Example: rename 20161202212203_this_is_the_last_migration -> 20161202212203_schema_of_20161203.rb
And put the schema there.
Step 3: verify and troubleshoot
Locally, rake db:drop, rake db:create, rake db:migrate
Verify that schema is identical. One issue we encountered was datetime "now()" in schema, here's the best solution I could find for that: https://stackoverflow.com/a/40840867/252799

Rebase Rails migrations in a long running project

In which I mean "rebasing" in the dictionary, rather than git definition...
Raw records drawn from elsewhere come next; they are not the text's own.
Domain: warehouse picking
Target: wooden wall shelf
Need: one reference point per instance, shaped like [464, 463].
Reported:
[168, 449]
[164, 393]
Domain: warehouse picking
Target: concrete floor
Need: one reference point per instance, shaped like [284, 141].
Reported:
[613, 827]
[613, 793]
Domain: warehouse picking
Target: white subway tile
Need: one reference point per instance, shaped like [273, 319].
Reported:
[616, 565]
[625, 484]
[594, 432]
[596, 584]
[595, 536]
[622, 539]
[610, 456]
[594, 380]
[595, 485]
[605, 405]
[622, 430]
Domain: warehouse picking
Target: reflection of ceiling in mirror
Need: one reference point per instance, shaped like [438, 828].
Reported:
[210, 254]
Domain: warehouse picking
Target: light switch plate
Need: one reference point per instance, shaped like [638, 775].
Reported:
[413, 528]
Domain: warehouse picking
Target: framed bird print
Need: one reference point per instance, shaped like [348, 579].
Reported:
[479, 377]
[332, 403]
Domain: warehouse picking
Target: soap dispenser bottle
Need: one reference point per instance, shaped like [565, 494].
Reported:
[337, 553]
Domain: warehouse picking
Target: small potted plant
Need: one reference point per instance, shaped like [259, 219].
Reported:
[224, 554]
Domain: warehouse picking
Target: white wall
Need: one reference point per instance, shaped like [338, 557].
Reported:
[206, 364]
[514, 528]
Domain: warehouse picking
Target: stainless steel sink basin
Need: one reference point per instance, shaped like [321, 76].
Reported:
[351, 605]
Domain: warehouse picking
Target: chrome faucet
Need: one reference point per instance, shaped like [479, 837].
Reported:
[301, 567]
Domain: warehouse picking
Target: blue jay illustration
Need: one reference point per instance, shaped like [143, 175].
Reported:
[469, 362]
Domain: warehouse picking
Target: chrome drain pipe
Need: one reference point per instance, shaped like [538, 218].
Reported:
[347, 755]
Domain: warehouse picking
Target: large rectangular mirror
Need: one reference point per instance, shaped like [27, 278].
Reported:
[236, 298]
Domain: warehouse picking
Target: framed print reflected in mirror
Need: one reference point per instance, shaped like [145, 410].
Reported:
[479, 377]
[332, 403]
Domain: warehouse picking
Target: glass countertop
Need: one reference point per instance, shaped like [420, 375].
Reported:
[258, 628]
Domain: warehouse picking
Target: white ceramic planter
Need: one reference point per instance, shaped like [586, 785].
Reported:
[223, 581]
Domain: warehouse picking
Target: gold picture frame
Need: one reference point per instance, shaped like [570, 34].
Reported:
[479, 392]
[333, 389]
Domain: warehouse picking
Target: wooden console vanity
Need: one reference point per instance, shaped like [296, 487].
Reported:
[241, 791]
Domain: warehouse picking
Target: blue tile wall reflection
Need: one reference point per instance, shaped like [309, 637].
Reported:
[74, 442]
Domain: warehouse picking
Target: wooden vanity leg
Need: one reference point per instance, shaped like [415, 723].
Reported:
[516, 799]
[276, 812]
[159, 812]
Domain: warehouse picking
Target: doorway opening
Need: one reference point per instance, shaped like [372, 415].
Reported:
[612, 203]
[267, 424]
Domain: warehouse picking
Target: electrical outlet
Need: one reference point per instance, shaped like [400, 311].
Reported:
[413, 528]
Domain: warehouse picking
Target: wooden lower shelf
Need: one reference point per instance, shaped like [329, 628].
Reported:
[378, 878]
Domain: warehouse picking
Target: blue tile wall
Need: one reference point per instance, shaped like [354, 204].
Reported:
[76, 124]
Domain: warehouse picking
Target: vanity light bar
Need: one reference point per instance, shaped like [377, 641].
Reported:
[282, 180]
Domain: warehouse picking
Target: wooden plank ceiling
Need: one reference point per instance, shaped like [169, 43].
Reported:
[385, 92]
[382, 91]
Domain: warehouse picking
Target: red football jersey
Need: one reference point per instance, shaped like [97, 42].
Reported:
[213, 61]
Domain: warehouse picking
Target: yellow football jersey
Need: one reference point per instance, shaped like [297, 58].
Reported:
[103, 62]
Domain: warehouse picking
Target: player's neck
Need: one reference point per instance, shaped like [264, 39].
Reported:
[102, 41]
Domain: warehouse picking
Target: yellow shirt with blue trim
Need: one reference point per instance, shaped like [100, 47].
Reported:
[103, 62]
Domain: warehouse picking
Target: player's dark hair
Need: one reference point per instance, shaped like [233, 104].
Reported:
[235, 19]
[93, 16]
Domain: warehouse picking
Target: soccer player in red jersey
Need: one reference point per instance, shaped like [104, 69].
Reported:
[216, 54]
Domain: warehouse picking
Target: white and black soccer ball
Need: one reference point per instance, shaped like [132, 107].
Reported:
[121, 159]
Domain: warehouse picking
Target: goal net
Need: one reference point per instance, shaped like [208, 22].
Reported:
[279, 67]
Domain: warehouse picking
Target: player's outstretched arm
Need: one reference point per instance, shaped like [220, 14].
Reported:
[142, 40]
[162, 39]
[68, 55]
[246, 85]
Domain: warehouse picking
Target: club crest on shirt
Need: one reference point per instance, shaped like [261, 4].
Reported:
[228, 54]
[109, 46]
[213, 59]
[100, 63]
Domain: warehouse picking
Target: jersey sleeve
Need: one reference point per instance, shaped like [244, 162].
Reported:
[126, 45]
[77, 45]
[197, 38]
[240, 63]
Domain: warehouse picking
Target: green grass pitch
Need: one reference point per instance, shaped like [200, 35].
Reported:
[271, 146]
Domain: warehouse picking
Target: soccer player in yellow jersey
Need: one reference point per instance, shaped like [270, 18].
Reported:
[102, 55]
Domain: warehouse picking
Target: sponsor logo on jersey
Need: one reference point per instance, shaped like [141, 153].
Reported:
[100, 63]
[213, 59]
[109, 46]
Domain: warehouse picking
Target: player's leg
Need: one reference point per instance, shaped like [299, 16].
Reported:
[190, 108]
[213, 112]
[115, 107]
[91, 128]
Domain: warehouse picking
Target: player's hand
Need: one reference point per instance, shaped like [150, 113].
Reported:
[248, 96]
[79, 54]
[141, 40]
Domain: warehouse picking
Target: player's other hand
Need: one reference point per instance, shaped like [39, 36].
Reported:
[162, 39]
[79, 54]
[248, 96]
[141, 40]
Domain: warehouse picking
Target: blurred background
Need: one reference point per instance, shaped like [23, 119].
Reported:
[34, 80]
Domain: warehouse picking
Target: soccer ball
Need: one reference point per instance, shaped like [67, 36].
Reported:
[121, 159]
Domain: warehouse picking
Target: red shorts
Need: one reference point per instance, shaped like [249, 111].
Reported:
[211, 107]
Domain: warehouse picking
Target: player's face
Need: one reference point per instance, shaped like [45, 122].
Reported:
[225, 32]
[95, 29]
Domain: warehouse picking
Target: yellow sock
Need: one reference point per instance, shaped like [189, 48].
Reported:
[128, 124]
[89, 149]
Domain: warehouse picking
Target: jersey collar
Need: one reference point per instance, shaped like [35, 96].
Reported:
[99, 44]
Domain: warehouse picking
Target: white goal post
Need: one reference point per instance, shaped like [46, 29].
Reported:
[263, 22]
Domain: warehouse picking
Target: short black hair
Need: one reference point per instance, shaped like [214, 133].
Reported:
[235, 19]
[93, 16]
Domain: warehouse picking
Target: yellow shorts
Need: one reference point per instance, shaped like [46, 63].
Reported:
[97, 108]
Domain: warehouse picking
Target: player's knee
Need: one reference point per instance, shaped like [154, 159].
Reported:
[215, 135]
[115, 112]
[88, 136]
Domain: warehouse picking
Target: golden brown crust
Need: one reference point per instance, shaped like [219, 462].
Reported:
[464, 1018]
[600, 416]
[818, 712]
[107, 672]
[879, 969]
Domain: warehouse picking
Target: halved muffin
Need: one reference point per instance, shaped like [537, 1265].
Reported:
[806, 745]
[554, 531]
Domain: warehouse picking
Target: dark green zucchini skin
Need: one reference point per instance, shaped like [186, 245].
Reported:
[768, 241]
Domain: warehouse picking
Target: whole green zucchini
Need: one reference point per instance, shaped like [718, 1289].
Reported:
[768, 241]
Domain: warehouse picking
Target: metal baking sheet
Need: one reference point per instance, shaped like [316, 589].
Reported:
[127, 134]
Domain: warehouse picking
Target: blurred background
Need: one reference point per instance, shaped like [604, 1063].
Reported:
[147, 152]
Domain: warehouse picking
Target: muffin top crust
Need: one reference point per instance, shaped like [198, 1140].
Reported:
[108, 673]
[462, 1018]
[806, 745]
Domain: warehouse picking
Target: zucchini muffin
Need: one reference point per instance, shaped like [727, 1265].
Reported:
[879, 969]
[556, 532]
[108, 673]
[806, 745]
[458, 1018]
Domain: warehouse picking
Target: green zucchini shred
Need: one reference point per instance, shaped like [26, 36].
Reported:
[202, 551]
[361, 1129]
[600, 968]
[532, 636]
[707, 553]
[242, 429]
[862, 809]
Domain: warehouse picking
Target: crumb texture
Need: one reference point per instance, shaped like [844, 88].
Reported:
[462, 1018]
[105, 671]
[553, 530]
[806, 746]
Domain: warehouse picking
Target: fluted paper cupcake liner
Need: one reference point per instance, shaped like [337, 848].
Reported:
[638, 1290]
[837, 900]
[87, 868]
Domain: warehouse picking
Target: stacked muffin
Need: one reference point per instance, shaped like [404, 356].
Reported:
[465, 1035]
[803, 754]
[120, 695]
I have a large, long running Rails project that has about 250 migrations, it's getting a touch unwieldy to manage all of these.
That said, I do need a base from which to purge and rebuild my database when running tests. So the data contained in these is important.
Does any one have any strategies for say, dumping the schema at a set point - archiving off all the old migrations and starting afresh with new migrations.
Obviously I can use rake schema:dump - but really I need a way that db:migrate will load the schema first and then start running the rest of the migrations.
I would like to keep using migrations as they're very useful in development, however, there's no way I'm going back and editing a migration from 2007 so it seems silly to keep it.
In general, you don't need to clean up old migrations. If you're running db:migrate from scratch (no existing db), Rails uses db/schema.rb to create the tables instead of running every migration. Otherwise, it only runs the migrations required to upgrade from the current schema to the latest.
If you still want to combine migrations up to a given point into a single one, you could try to:
migrate from scratch up to the targeted schema using rake db:migrate VERSION=xxx
dump the schema using rake db:schema:dump
remove the migrations from the beginning up to version xxx and create a single new migration using the contents of db/schema.rb (put create_table and add_index statements into the self.up method of the new migration).
Make sure to choose one of the old migration version numbers for your aggregated new migration; otherwise, Rails would try to apply that migration on your production server (which would wipe your existing data, since the create_table statements use :force⇒true).
Anyway, I wouldn't recommend to do this since Rails usually handles migrations well itself. But if you still want to, make sure to double check everything and try locally first before you risk data loss on your production server.
To automate the merging (or squashing) of migrations, you could use the Squasher gem
Simply install
gem install squasher
And run with a date, and migrations before that date will be merged:
squasher 2016 # => Will merge all migration created before 2016
More details in the README
In addition to the answer provided (which well indicates how to consolidate your volume of migrations), you indicate a concern to purge data (which I assume is manually added after fixtures populate your tables); which infers you're depending on refreshing an initial data state. Some projects indeed require intensive refinement of base data, reconstruction, and re-population of tables. Ours heavily depends on repetitive execution of these operations, and I've found that if you can reduce your schema entirely to SQL execute statements, your tables will rebuild far faster than they will from Ruby syntax.
A trivial further help in rebuilding your tables is to dedicate a separate terminal window to a single combined command statement:
rake db:drop db:create db:schema:load db:fixtures:load
Each time you need to rebuild and re-populate your tables, an up-arrow and return keypress will get that routine job done. If there's no conflict in SQL execute statements, and if you don't have further migrations to run while you're project is in development state, the SQL statements will execute perhaps better than twice as fast as the Ruby syntax. Our tables rebuild and re-populate in 20 seconds this way for example, whereas the Ruby syntax increases the process to well over 50 seconds. If you're waiting on that data to refresh to perform further work (especially many times), this makes a huge difference in workflow.